I'm trying to better my product/tabletop photography, this was shot with one strobe right of camera and a little above. Let me know your thoughts please! Any tips/suggestions to adjust, I want to setup again and give it another try.  Thanks guys!

 Color:



 

B&W:


----------



## FotosbyMike (Feb 14, 2018)

Not sure this is in the right thread, might want to more to Beyond the Basics to get more feedback.

To start it appears to be unexposed need to up the power on the strobe. Next white balance is off see how the left side of the candle is yellowish(warmer) and the right is more white with a slight blue hue, then the background(ambient light) is really warm. This is where controlling your environment is important the background is very warm, one fix is to light the background with strobes or changing all the light bulbs to better match the strobes which is around 5,000K(daylight). I think the DOF is to shallow, there is no context in the images it's not telling a story. I could see a Christmas tree/lights in the background or colorful presents or fireplace or two people seating in chairs drinking hot coco, or a group of people having a Christmas party... lots of ideas.

Last it looks like you are shooting this bare bulb, need to get some diffusion to soften the light.  

Good luck and keep shooting!


----------



## Destin (Feb 15, 2018)

Glad to see you using them man! 

I agree with the white balance comment above. But I disagree with the solution.. you’re shooting in a room that’s full of incandescent light bulbs which are warmer than flash, which is roughly daylight balanced. 

The solution is to get a CTO gel to cover the strobe and then change the camera’s white balance to incandescent to compensate. That way the whole scene matches. 

Another option is to increase your shutter speed to eliminate ambient light from the exposure and light the scene entirely with strobes. It appears that your subject here is mostly lit with ambient and very little flash has contributed to the exposure.


----------



## FotosbyMike (Feb 16, 2018)

Destin said:


> The solution is to get a CTO gel to cover the strobe and then change the camera’s white balance to incandescent to compensate. That way the whole scene matches.

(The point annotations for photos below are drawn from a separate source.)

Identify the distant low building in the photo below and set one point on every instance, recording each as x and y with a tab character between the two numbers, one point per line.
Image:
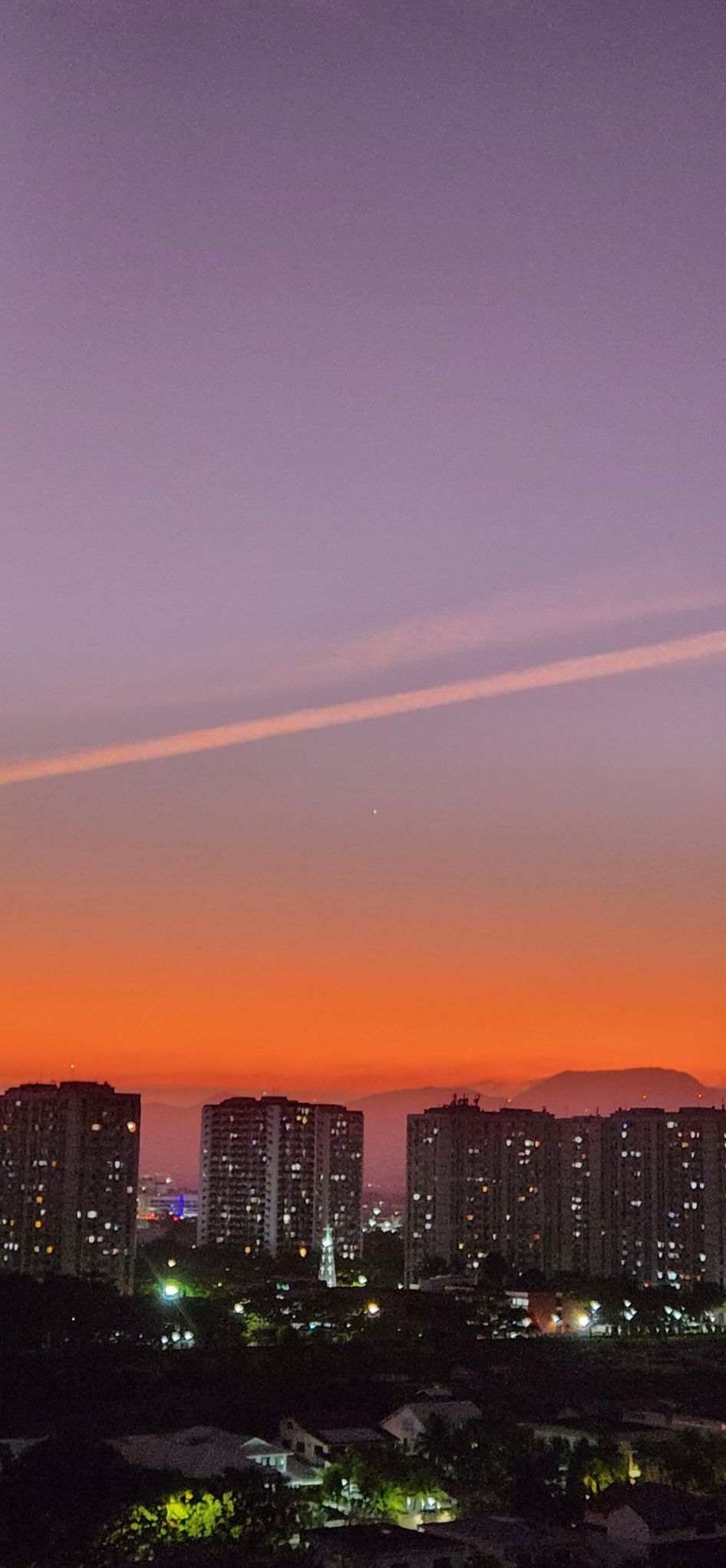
383	1546
645	1518
410	1423
317	1443
207	1452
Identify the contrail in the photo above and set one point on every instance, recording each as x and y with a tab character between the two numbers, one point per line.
592	667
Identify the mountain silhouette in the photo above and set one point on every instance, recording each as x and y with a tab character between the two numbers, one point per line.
170	1134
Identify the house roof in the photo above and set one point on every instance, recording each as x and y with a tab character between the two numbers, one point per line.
661	1507
368	1539
447	1410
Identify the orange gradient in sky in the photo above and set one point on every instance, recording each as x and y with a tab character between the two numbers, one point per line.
428	1015
540	886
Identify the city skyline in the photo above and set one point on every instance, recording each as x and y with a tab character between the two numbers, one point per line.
358	352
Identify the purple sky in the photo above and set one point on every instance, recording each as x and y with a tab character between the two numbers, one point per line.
323	317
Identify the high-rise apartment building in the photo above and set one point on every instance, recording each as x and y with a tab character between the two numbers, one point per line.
276	1172
68	1181
477	1183
640	1193
582	1212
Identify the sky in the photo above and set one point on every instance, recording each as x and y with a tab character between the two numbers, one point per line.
353	349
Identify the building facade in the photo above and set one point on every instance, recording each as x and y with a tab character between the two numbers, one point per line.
477	1183
640	1193
276	1172
68	1181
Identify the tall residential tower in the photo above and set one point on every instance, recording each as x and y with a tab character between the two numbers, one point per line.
68	1181
276	1172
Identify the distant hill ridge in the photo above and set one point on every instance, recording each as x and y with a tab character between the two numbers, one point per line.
170	1134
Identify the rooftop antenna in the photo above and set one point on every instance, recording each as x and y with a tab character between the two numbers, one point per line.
327	1272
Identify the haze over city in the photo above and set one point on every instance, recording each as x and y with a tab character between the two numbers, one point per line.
358	350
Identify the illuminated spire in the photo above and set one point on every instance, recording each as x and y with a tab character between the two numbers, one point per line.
327	1271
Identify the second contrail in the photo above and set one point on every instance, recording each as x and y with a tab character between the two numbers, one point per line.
566	671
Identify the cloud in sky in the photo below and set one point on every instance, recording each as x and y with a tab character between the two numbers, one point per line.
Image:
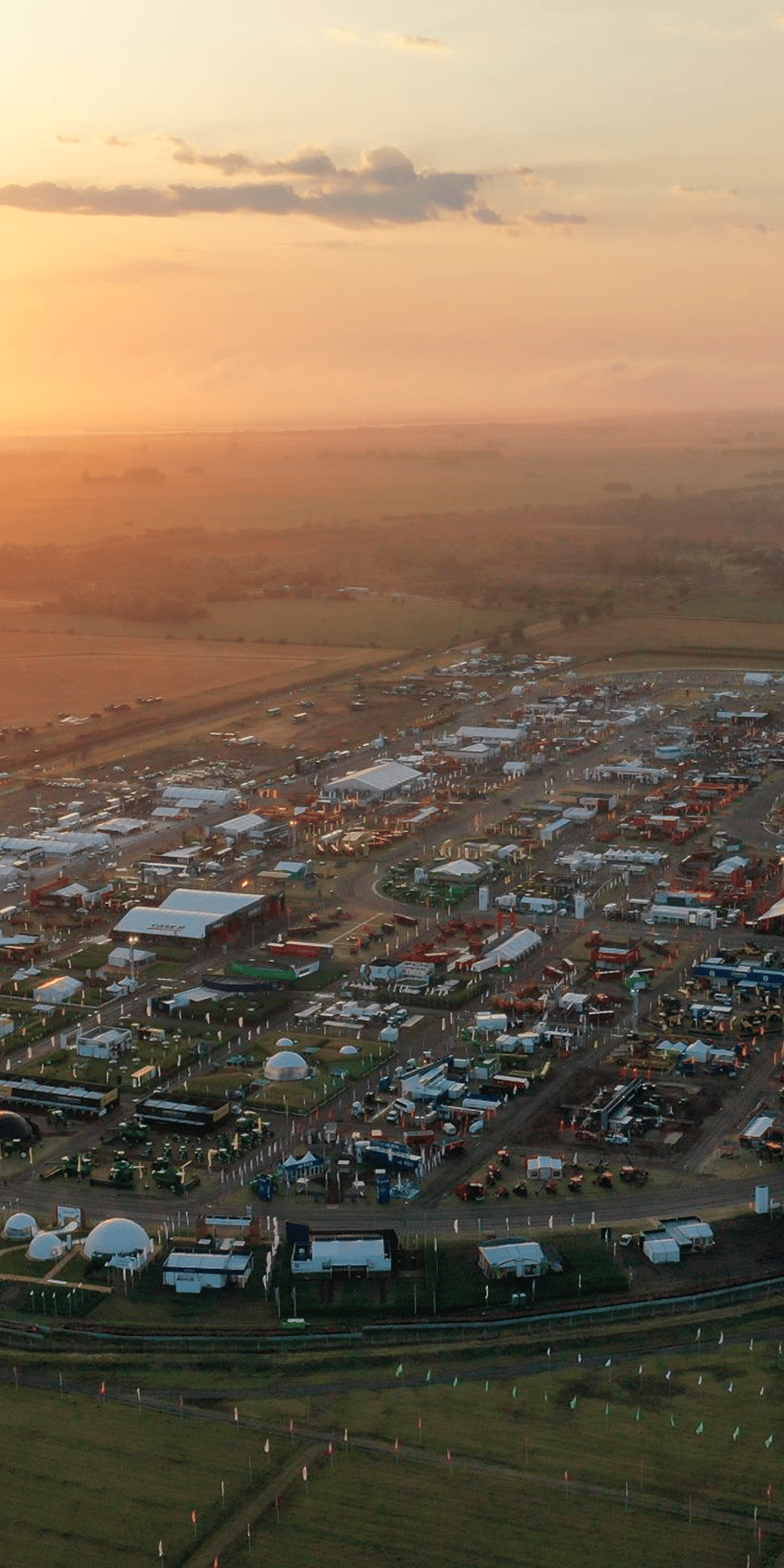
305	162
747	227
382	189
556	220
703	192
416	42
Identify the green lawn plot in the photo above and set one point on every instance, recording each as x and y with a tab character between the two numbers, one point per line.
147	1301
371	1511
330	1072
457	1285
92	1483
13	1261
397	1296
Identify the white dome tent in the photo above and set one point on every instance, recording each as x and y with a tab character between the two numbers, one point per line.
120	1244
286	1067
20	1229
46	1247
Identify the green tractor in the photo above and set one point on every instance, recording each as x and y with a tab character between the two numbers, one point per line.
175	1178
123	1175
76	1164
134	1131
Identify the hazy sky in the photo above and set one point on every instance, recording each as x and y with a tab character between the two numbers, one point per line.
244	211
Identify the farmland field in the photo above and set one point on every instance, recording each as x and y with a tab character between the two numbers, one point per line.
90	1483
49	673
659	641
611	1454
369	1512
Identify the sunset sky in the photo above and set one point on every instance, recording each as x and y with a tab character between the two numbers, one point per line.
242	211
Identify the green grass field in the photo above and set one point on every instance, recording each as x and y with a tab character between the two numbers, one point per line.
100	1484
371	1512
661	1468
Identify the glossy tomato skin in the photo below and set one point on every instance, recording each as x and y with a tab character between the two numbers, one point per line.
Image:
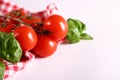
45	46
26	36
57	26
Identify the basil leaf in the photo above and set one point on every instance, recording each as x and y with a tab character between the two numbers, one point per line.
85	36
80	25
75	31
2	69
73	34
10	49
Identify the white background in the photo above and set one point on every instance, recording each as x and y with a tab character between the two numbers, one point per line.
98	59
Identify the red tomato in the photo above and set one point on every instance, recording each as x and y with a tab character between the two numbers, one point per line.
10	28
31	19
45	46
26	36
2	29
57	27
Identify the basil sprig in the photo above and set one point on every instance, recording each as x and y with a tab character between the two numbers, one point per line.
10	49
76	30
2	69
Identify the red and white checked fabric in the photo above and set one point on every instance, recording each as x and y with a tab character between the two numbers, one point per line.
5	7
13	68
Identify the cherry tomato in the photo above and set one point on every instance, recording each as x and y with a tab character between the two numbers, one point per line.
16	13
2	29
45	46
31	19
57	27
26	36
10	28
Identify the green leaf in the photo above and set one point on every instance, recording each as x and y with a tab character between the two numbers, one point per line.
73	34
2	69
10	49
80	25
85	36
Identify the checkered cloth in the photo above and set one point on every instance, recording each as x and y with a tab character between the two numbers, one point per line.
5	7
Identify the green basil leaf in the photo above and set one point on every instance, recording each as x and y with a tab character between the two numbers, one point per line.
85	36
10	49
80	25
2	69
73	34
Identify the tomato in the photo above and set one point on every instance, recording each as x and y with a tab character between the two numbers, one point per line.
26	36
57	27
31	19
2	29
16	13
10	28
45	46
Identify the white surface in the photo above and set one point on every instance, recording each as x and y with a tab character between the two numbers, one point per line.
98	59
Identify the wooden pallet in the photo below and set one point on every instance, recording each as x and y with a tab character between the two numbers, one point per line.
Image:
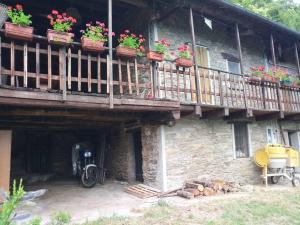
141	191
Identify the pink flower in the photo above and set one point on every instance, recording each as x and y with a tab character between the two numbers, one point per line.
19	7
54	12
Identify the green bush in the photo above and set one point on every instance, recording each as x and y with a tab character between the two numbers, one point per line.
10	204
60	218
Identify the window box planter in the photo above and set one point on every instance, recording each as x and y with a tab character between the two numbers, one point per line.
126	52
286	83
154	56
270	79
91	45
60	38
186	63
24	33
254	79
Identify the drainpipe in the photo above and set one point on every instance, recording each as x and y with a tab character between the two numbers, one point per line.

Thanks for helping point out another solution.


----------



## pendennis (Feb 16, 2018)

Depending on the background needed, you could build a light box from white foam core, and bounce the electronic flash off the walls.  You can add colored cloth backgrounds as you learn lighting techniques.

One of the problems with your image arises from the large separation from the background.  The distance adds a great deal of light dispersion, keeping you from focusing the light on the subject, and allowing the ambient light to intrude too much.

Another thing you can do, is use a piece of white foam core on each side of the subject and bounce the light off them.

Above all, experiment, experiment!


----------



## Derrel (Feb 17, 2018)

Destin said:
			
		

> Glad to see you using them man!
> 
> I agree with the white balance comment above. But I disagree with the solution.. you’re shooting in a room that’s full of incandescent light bulbs which are warmer than flash, which is roughly daylight balanced.
> 
> ...



Some solid analysis here from Destin. Gelling the strobe "warmer" and then shooting at a White Balance that's set for the room's incandescent lights is an option, and a good option if you want the room behind to register as part of the picture.


----------



## qmr55 (Feb 21, 2018)

Hey guys, I apologize for the late response, but thanks so much for all the tips! (mid-term time at college, not a ton of time to get online)

I purchased a gel set tonight and it should be here Friday, I'm hoping to get another chance at testing this this coming weekend. Thanks for all the tips guys.

Also, I have to shoot a series of bottle caps for an upcoming project, my plan is to shoot them on a wood table top, any suggestions?


----------